Re: [QUESTION] xfs, iomap: Handle writeback errors to prevent silent data corruption

Christoph Hellwig <hch@xxxxxxxxxxxxx> · Mon, 2 Jun 2025 21:50:04 -0700

On Tue, Jun 03, 2025 at 09:19:10AM +1000, Dave Chinner wrote:
> > In other words, write errors in Linux are in general expected to be
> > persistent, modulo explicit failfast requests like REQ_NOWAIT.
> 
> Say what? the blk_errors array defines multiple block layer errors
> that are transient in nature - stuff like ENOSPC, ETIMEDOUT, EILSEQ,
> ENOLINK, EBUSY - all indicate a transient, retryable error occurred
> somewhere in the block/storage layers.

Let's use the block layer codes reported all the way up to the file
systems and their descriptions instead of the errnos they are
mapped to for compatibility.  The above would be in order:

[BLK_STS_NOSPC]         = { -ENOSPC,    "critical space allocation" },
[BLK_STS_TIMEOUT]       = { -ETIMEDOUT, "timeout" },
[BLK_STS_PROTECTION]    = { -EILSEQ,    "protection" },
[BLK_STS_TRANSPORT]     = { -ENOLINK,   "recoverable transport" },
[BLK_STS_DEV_RESOURCE]  = { -EBUSY,     "device resource" },

> What is permanent about dm-thinp returning ENOSPC to a write
> request? Once the pool has been GC'd to free up space or expanded,
> the ENOSPC error goes away.

Everything.  ENOSPC means there is no space.  There might be space in
the non-determinant future, but if the layer just needs to GC it must
not report the error.

u

> What is permanent about an IO failing with EILSEQ because a t10
> checksum failed due to a random bit error detected between the HBA
> and the storage device? Retry the IO, and it goes through just fine
> without any failures.

Normally it means your checksum was wrong.  If you have bit errors
in the cable they will show up again, maybe not on the next I/O
but soon.

> These transient error types typically only need a write retry after
> some time period to resolve, and that's what XFS does by default.
> What makes these sorts of errors persistent in the linux block layer
> and hence requiring an immediate filesystem shutdown and complete
> denial of service to the storage?
> 
> I ask this seriously, because you are effectively saying the linux
> storage stack now doesn't behave the same as the model we've been
> using for decades. What has changed, and when did it change?

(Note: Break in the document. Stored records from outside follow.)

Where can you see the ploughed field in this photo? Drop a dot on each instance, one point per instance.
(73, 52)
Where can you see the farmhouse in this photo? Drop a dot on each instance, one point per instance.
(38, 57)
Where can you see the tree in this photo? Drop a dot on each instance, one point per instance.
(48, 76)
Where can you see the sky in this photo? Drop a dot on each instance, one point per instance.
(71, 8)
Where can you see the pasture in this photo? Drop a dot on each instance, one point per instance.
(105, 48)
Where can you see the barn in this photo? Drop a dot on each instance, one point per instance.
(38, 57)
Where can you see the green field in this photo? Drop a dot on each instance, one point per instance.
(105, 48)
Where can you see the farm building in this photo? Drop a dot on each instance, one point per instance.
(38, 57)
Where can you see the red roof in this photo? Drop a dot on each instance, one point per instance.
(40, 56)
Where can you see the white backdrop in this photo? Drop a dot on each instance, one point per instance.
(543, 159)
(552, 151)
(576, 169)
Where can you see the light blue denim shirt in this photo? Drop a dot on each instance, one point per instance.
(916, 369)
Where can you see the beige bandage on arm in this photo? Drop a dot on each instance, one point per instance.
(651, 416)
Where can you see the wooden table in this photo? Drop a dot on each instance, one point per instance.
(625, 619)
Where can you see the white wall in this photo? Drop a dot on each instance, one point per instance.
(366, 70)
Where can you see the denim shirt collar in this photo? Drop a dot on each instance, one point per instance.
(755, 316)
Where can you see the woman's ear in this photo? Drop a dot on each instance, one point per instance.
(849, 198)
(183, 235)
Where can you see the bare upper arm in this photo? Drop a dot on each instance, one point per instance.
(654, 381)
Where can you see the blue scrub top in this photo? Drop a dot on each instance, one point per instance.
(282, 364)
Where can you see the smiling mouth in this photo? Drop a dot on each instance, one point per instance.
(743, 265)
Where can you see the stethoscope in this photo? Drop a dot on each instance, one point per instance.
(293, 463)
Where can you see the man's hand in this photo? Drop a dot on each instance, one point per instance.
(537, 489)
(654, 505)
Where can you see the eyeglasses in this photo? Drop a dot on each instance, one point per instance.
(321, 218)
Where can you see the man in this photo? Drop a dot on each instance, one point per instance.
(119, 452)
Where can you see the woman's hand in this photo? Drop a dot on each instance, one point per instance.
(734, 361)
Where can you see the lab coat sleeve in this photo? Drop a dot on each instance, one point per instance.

Hey, you can retry.  You're unlikely to improve the situation though
but instead just keep deferring the inevitable shutdown.

> > Which also leaves me a bit puzzled what the XFS metadata retries are
> > actually trying to solve, especially without even having a corresponding
> > data I/O version.
> 
> It's always been for preventing immediate filesystem shutdown when
> spurious transient IO errors occur below XFS. Data IO errors don't
> cause filesystem shutdowns - errors get propagated to the
> application - so there isn't a full system DOS potential for
> incorrect classification of data IO errors...

Except as we see in this thread for a fairly common use case (buffered
I/O without fsync) they don't.  And I agree with you that this is not
how you write applications that care about data integrity - but the
entire reset of the system and just about every common utility is
written that way.

And even applications that fsync won't see you fancy error code.  The
only thing stored in the address_space for fsync to catch is EIO and
ENOSPC.